After a few searches around 23:16 Singapore time I noticed something peculiar: underneath all the headings for every single result, Google was reporting that "this site may be harmful to your computer".
ASIDE: I knew something was up when even links to Wikipedia were being given the same suspicious treatment… I chuckled and assumed this must have been because of the comparatively poor performance of Google Knol highlighted recently!
It wasn't long before all the major wire services and news companies were picking up the story. I had no idea the little thing I had witnessed would become such an overnight news sensation. CNET ran an initial story (Google taking security a little too seriously?) and follow-up story (Google warns entire Internet is malware), but the BBC summarised the debacle the best in their "Human error" hits Google search report:
For a period on Saturday, all search results were flagged as potentially harmful, with users warned that the site "may harm your computer".
Google attributed the fault to human error and said most users were affected for about 40 minutes.

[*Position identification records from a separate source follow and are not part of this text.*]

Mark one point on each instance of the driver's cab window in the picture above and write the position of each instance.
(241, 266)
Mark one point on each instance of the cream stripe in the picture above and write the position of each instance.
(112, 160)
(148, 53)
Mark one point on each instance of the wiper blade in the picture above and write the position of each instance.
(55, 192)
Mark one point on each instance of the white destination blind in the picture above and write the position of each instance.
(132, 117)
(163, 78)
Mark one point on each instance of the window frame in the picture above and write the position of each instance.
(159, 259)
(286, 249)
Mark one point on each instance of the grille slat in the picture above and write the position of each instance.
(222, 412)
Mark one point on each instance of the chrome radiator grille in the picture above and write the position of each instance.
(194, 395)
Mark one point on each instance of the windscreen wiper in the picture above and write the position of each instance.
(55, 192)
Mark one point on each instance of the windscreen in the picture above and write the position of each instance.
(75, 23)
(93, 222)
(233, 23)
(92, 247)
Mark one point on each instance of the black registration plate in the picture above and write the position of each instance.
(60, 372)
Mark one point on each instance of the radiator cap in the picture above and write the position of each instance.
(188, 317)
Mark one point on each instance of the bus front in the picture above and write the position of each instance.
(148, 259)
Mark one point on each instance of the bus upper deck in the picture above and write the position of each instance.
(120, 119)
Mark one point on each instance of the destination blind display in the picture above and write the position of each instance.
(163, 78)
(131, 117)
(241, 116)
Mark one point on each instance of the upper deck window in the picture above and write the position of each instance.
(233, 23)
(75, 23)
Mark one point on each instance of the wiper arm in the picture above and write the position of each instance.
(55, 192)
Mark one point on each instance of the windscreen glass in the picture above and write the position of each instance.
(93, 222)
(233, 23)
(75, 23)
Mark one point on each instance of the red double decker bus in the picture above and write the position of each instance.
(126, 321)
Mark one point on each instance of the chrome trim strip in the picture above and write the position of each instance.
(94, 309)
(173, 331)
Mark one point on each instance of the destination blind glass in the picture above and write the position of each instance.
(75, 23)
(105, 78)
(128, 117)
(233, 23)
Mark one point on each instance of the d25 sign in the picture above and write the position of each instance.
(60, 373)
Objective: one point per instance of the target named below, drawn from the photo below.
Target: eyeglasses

The internet search engine works with stopbadware.org to ascertain which sites install malicious software on people’s computers and merit a warning.
The list of malevolent sites is regularly updated and handed to Google.
When Google updated the list on Saturday, it mistakenly flagged all sites as potentially dangerous.
Marissa Mayer, VP, Search Products & User Experience at Google posted and revised an entry on the offical Google Blog:
If you did a Google search between 6:30 a.m. PST and 7:25 a.m. PST this morning, you likely saw that the message "This site may harm your computer" accompanied each and every search result. This was clearly an error, and we are very sorry for the inconvenience caused to our users.
What happened? Very simply, human error. […] We maintain a list of [malware] sites through both manual and automated methods. We work with a non-profit called StopBadware.org to come up with criteria for maintaining this list, and to provide simple processes for webmasters to remove their site from the list.
We periodically update that list and released one such update to the site this morning. Unfortunately (and here’s the human error), the URL of "/" was mistakenly checked in as a value to the file and "/" expands to all URLs.
Really gives you an idea about how valuable and critical a site like Google is thesedays that an error like this can generate so much news coverage in such a short amount of time.
This incident has also increased my already heightened doubt and scepticism I have for most content filtering and malware warning systems. There has been much publicity about the ethical side to warning users of and blocking sites with questionable content, but this is an example of the technical side of such a system failing. While this is an extreme case, mistakes of this kind are unavoidable.
It also chills my blood to think about another scenario: if all it took was a malformed string on the server side, what other mistakes have been made in the past that perhaps haven't been reported? I could go on for paragraphs about this, but I think you're smart enough to visualise the implications of this.
As for the algorithm I was looking for? Turns out it was PAQ. Not Bill Kurtis.